Le macchine a leva, la cui evoluzione è iniziata nel 2016 proprio grazie al brevetto esclusivo La San Marco (CLASS – Controlled Level Anti Shock System) e da allora il percorso è continuato attraverso l’interesse sempre maggiore da parte del pubblico. Fra le altre cose, ad aver avuto un forte impatto e una risonanza notevole nel mondo espresso, c’è il Leva Contest. Una competizione che trasmette la passione per le macchine a leva e attira ogni anno un pubblico più vasto. La gara, organizzata proprio da La San Marco, ha contribuito a elevare l’immagine dell’estrazione a leva nel pubblico dei professionisti. “Il Leva Contest ha contribuito a far conoscere in Italia e nel mondo un modo diverso di estrarre il caffè – ritorna sull’’argomento Roberto – fatto di attenzione, cura per il proprio lavoro e artigianalità perché promuove il concetto del barista, vero protagonista dell’estrazione”.
La San Marco è un fermento d’idee continue. D’altronde l’azienda non si occupa solo di macchine per l’espresso. C’è una nuova collezione come ultima novità per l’azienda.
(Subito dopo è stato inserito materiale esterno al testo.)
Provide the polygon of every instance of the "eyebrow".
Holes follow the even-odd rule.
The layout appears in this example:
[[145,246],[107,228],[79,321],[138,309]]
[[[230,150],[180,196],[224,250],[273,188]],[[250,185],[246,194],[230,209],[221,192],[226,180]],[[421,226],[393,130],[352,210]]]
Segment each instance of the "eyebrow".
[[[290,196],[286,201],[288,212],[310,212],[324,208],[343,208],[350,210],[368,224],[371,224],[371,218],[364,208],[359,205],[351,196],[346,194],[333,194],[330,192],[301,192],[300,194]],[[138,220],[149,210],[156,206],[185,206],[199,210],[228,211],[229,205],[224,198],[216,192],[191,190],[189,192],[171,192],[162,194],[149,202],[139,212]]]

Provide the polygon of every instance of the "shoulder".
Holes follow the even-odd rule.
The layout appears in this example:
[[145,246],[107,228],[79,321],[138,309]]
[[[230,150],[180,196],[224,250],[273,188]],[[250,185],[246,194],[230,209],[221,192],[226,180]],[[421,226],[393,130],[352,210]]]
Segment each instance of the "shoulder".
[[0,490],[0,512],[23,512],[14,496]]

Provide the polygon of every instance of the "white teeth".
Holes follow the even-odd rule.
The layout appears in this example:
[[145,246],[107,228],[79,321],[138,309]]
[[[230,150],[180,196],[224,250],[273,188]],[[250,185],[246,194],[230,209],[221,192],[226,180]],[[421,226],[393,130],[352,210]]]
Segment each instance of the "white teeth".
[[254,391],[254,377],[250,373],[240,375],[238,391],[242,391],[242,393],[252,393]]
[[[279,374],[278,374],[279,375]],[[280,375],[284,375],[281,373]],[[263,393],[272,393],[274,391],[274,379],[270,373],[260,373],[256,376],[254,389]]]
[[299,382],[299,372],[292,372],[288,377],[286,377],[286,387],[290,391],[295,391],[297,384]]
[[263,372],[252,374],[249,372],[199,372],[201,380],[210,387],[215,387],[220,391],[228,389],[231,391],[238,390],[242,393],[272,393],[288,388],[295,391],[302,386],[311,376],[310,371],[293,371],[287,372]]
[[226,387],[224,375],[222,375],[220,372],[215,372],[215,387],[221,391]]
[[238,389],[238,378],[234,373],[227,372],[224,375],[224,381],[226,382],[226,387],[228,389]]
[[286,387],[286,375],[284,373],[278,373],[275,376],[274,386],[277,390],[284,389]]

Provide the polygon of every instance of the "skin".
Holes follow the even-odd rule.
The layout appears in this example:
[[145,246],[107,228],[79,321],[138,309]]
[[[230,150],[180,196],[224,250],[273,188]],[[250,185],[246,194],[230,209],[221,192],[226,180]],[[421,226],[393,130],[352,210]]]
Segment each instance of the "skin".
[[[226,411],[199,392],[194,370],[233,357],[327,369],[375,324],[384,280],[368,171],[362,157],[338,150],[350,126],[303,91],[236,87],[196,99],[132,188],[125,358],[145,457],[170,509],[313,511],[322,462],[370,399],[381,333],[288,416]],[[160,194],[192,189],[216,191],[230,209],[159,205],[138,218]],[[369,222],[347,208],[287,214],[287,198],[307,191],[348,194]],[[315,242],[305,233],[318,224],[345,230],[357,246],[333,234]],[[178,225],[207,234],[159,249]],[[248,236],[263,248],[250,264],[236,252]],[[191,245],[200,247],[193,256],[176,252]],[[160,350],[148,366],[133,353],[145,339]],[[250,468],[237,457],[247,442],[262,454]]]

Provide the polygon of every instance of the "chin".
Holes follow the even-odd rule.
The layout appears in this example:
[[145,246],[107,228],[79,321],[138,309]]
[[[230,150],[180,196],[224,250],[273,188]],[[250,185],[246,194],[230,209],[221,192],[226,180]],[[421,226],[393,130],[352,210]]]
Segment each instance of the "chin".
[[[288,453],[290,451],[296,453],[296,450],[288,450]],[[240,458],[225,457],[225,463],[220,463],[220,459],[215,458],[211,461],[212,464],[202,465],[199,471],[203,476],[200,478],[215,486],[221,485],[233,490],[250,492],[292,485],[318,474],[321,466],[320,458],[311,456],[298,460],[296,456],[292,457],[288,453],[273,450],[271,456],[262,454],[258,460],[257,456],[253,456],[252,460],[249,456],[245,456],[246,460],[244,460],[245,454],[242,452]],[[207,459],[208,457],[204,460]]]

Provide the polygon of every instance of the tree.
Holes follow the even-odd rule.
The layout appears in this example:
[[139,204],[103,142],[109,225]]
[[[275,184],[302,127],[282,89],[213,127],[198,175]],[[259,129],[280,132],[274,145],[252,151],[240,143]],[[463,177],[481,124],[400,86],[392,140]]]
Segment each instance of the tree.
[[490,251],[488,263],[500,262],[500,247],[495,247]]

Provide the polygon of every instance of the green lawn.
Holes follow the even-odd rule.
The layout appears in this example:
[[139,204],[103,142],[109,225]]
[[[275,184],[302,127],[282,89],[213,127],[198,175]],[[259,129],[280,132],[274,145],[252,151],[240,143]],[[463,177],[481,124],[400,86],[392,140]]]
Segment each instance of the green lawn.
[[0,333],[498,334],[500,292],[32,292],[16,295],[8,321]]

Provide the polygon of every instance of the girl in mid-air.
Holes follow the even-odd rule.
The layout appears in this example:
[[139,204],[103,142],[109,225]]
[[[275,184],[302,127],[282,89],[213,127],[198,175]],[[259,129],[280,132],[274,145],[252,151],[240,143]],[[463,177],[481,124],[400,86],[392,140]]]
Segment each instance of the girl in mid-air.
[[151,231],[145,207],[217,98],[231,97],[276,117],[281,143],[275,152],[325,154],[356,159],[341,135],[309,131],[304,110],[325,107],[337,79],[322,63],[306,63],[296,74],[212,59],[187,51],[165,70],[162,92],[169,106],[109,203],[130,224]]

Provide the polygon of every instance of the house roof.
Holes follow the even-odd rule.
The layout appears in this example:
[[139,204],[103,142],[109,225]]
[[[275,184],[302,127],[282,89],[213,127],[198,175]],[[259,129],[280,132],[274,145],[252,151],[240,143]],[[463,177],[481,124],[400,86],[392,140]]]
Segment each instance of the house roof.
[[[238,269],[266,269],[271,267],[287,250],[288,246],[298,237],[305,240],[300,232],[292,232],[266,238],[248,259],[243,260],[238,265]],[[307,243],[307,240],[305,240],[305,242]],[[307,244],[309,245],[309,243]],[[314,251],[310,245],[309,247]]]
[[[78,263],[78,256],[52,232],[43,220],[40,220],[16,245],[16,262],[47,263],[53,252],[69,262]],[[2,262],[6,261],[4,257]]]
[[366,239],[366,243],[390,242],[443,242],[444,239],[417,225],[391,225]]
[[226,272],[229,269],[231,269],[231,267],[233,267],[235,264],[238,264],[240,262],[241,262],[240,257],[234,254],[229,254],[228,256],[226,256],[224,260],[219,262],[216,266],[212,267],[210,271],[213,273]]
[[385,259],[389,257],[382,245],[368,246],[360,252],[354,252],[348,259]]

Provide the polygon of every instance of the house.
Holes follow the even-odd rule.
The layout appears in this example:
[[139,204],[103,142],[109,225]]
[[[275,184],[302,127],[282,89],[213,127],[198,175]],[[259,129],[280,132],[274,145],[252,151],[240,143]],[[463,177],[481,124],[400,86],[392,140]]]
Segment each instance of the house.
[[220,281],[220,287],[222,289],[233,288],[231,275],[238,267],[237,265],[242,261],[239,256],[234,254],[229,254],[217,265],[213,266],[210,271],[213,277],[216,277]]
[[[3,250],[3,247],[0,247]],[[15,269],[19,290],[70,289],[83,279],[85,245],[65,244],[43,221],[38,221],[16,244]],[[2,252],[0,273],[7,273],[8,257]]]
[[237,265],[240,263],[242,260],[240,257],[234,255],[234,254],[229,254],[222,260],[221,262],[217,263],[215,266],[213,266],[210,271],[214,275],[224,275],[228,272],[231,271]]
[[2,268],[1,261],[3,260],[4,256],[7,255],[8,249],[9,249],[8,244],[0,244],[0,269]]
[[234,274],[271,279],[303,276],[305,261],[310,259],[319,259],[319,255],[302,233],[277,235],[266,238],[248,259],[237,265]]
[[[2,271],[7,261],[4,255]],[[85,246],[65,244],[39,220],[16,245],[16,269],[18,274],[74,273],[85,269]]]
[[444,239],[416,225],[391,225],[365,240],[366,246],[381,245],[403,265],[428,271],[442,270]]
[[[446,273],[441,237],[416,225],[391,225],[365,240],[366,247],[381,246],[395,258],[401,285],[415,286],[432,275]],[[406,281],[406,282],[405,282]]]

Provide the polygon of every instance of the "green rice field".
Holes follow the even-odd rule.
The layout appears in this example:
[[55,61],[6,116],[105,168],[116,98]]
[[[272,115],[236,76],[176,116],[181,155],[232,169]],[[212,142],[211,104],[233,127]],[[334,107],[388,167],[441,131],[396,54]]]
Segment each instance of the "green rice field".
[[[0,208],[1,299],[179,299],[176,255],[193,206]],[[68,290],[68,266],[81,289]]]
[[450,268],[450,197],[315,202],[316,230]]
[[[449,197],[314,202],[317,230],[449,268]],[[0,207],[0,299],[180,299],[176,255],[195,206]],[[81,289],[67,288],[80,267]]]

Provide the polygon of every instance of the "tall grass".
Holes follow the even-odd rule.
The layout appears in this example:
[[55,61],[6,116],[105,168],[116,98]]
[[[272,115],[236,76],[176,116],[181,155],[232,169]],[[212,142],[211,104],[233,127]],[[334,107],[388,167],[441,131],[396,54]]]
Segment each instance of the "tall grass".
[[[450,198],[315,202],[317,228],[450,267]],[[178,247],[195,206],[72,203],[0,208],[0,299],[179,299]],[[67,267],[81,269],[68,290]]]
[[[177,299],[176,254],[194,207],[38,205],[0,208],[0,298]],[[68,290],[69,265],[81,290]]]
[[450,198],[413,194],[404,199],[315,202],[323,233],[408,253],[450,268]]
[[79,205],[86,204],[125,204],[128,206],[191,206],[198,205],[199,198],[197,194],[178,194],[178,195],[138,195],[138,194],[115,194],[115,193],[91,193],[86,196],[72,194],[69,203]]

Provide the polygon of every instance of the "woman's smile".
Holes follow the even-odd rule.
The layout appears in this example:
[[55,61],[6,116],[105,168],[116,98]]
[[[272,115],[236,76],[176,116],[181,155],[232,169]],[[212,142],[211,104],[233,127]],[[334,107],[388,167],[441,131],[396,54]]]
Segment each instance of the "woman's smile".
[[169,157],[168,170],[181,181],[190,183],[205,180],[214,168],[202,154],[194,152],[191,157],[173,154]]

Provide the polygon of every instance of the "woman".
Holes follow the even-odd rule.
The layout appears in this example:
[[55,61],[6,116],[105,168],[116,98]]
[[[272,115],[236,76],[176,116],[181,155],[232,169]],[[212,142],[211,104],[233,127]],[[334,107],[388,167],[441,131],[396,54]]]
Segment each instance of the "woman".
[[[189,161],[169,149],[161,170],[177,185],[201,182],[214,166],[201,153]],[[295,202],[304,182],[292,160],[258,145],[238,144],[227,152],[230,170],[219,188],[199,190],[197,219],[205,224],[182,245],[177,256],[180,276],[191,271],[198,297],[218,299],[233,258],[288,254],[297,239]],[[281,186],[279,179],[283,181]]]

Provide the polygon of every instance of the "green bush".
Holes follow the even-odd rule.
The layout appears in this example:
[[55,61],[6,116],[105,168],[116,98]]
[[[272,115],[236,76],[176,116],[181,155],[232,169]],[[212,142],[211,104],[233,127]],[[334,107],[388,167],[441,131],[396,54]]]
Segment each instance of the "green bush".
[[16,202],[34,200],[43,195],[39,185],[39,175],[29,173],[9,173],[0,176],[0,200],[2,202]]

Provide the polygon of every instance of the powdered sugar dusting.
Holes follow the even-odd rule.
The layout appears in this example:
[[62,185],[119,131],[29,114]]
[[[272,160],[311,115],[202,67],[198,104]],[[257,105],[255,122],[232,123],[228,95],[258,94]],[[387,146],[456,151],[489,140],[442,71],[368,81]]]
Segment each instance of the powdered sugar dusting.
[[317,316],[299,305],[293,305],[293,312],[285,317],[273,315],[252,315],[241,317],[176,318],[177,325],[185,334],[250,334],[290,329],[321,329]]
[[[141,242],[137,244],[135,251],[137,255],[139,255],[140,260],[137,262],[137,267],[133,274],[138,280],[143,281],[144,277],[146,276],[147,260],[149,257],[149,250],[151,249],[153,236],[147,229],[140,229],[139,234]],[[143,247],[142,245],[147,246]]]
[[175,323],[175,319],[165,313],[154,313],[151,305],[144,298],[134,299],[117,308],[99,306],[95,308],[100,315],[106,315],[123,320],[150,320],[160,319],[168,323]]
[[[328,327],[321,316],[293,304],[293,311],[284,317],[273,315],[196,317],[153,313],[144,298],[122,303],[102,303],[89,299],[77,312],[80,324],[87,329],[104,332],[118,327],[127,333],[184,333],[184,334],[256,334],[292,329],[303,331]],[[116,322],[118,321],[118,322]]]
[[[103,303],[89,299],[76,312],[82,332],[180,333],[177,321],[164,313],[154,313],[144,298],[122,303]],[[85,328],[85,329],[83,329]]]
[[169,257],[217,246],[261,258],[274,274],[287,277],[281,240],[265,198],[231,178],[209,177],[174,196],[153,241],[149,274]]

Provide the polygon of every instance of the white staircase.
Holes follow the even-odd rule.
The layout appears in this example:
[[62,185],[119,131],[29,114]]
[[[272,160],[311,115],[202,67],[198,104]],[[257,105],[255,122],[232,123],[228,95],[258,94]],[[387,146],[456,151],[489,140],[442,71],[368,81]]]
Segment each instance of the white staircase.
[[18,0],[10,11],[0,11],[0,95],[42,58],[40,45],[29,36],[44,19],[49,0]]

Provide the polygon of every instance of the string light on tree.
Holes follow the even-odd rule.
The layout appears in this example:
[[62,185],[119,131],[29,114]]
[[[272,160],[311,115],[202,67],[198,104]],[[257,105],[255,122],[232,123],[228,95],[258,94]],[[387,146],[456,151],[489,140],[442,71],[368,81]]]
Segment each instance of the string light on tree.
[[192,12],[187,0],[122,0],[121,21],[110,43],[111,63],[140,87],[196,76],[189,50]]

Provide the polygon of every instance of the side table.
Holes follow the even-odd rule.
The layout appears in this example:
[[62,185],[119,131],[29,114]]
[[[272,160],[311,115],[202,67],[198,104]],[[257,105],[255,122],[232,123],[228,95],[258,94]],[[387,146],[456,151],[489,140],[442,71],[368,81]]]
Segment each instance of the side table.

La collezione 2023 dei macinacaffè de La San Marco, è un vero e proprio armamento in grado di soddisfare anche le richieste dei baristi più esigenti. Sono molte le innovazioni tecniche che distinguono la collezione: dalla regolazione stepless della macinatura al sistema automatico di pulizia, fino al raffreddamento forzato della camera di macinatura e le macine zero retention. Insomma, tutti piccoli accorgimenti che rendono grande in risultato. Anche Roberto ne è entusiasta: “Si tratta di una collezione ricca di ritrovati tecnici, di cui tre coperti da brevetti d’invenzione.”